Mr. Bernard expressed his determination to support any measure that relieved the poor of Ireland from the oppression of tythes; and he conceived that no proposition went more to ameliorate the situation of that class of people that most wanted it than that now before the House. He wished it to be considered, that this small relief was not to come entirely from the Clergy, as there are many Lay proprietors in every county in Ireland, who by this measure would also contribute. He did not think that the Bill went far enough; and should it go into Committee, he should feel it his duty to propose, that all land that has not paid potato tythe heretofore should in future be exempt. In the county he repre sents, tythe has been forced from people in nine parishes on articles that never before paid tythe, and for the recovery of six shillings tythe, a man has been driven to twenty-six shillings cost. These new and unexpected demands, these dormant claims, must ever cause discontent. His honourable friend (Mr. Parnell) gave, the other night, the outlines of a plan for the general commutation of tythes, which plan he highly approved of, and hoped that it would be adopted, as it went to secure the Clergy in an easy and comfortable mode of being paid the full amount of their livings, and would ultimately release all classes from the burden and oppression of the tything system. The noble lord (Castlereagh) on a former night expressed himself favourably inclined to take the great subject of tythes under consideration next session; this induced him to recommend this Bill to be, for the present, withdrawn, with a view that it might be introduced on a more extended scale.

The question was put, and the amendment was carried without a division, that the Bill be read a second time on this day three months. It was accordingly thrown out. Adjourned.

HOUSE OF LORDS.

WEDNESDAY, JULY 8.

The Excise Bill, the Carnatic Commissioners Bill, the 5,000,000l. Exchequer Bills Bill, the Irish Treasury Bills Bill, the Muriatic Acid Bill, the Newfoundland Trade Bill, the West-India Intercourse Bill, and the Regent's Canal Bill, were read a third time and passed.

Adjourned.

HOUSE OF COMMONS.

WEDNESDAY, JULY 8.

LOCAL TOKENS.

A conversation of some length took place on the motion for reading the Local Tokens Bill a second time.

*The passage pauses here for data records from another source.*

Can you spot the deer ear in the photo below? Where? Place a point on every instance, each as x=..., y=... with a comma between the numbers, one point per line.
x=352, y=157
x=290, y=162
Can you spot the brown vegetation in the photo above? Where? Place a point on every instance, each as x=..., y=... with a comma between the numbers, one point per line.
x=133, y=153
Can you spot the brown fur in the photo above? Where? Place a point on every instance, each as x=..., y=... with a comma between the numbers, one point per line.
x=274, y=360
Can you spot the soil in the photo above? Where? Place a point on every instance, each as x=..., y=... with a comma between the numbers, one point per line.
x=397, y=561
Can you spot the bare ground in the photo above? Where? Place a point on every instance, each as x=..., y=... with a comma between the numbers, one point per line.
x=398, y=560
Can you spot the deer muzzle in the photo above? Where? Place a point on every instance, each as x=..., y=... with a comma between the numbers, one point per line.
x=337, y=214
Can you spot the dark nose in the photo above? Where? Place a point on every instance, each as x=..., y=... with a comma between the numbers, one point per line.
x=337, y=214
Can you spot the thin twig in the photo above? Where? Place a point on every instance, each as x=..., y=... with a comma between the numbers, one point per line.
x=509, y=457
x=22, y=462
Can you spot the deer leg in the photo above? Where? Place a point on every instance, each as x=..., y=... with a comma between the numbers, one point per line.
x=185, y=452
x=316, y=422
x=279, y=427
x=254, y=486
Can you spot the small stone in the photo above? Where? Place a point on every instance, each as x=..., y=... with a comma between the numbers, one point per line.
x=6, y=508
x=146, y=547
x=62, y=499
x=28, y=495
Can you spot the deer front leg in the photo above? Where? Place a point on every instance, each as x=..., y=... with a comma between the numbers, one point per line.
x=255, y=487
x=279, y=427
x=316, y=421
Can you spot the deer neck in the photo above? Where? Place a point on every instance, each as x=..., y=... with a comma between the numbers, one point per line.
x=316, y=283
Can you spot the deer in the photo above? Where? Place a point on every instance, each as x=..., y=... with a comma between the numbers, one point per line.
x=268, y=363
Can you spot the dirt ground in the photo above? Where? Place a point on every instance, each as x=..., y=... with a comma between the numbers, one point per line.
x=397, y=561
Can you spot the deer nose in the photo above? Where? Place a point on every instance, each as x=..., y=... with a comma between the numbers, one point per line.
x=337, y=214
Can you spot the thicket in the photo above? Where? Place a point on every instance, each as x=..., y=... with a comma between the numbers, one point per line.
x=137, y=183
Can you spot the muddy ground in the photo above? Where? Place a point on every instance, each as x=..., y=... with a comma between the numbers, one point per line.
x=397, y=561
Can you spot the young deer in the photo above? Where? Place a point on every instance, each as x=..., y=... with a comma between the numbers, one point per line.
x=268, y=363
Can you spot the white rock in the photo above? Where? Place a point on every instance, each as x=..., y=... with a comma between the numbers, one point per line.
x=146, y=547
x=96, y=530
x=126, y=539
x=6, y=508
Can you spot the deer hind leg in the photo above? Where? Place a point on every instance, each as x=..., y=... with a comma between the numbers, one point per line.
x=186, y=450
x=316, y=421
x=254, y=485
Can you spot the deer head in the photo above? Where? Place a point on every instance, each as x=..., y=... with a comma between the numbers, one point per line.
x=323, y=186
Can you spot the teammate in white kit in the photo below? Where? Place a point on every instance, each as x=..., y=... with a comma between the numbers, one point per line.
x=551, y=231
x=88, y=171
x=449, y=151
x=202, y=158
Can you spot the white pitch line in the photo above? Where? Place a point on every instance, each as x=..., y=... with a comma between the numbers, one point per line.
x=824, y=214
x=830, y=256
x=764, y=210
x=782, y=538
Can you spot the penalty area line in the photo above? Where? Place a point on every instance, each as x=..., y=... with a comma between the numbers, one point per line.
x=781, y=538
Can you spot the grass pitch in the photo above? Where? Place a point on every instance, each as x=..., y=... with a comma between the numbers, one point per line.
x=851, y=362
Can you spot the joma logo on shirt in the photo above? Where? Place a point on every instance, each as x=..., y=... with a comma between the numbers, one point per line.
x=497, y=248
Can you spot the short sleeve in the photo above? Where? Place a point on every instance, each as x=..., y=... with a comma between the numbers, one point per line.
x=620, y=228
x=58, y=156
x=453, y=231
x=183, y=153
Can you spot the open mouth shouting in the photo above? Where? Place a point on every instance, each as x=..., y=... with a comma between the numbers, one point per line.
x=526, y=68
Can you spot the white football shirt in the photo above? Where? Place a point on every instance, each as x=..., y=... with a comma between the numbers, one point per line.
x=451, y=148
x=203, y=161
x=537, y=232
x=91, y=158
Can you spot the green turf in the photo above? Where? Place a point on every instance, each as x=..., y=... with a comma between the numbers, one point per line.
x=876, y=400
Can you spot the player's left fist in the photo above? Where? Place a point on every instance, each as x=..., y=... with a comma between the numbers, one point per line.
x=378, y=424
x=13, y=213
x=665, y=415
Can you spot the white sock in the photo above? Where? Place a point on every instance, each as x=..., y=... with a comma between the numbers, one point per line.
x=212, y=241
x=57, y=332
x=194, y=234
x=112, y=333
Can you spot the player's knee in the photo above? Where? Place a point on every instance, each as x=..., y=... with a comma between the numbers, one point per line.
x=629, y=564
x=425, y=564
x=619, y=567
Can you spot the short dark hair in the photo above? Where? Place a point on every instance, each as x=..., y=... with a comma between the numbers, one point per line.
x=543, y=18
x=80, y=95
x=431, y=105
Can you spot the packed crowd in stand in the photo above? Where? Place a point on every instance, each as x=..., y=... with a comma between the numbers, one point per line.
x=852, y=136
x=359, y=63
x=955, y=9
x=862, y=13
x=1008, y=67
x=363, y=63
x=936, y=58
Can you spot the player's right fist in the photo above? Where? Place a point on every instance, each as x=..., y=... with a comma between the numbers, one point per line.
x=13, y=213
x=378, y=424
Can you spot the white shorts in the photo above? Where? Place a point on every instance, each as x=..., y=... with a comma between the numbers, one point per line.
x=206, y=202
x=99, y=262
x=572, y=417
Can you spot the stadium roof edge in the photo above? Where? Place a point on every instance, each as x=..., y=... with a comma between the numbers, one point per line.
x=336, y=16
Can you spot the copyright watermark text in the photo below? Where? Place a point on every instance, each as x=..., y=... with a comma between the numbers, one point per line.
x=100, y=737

Mr. Huskisson observed, that local tokens of all descriptions (not excepting gold) were now, and had been long in circulation, and that wherever they prevailed the absence of Bank tokens was not felt at all as an inconvenience. The obvious tendency, however, of this system was to enhance the price of provisions universally; and although the present Bill might serve to check the evil in some degree, it was not to be concealed, that it gave the Bank the entire controul over the currency of the country. The price of silver had risen in the last year, from 5s. 11d. to 6s. 34d. and in the event of a bad harvest, an equal rise might be again ex pected.

Mr. D. Giddy expressed his hopes that the Bank would furnish the country with an ample supply.

Mr. Vansillart said, that in consequence of what had been said relative to gold local tokens, he should propose to reinsert the word "gold," which had been omitted in the Committee as unnecessary.

Sir S. Romilly suggested, as an amendment, that it would be an act of justice to the issuers of the local tokens, who had been at expence in the coinage, to extend the period to which their circulation was limited from 1813 to 1814.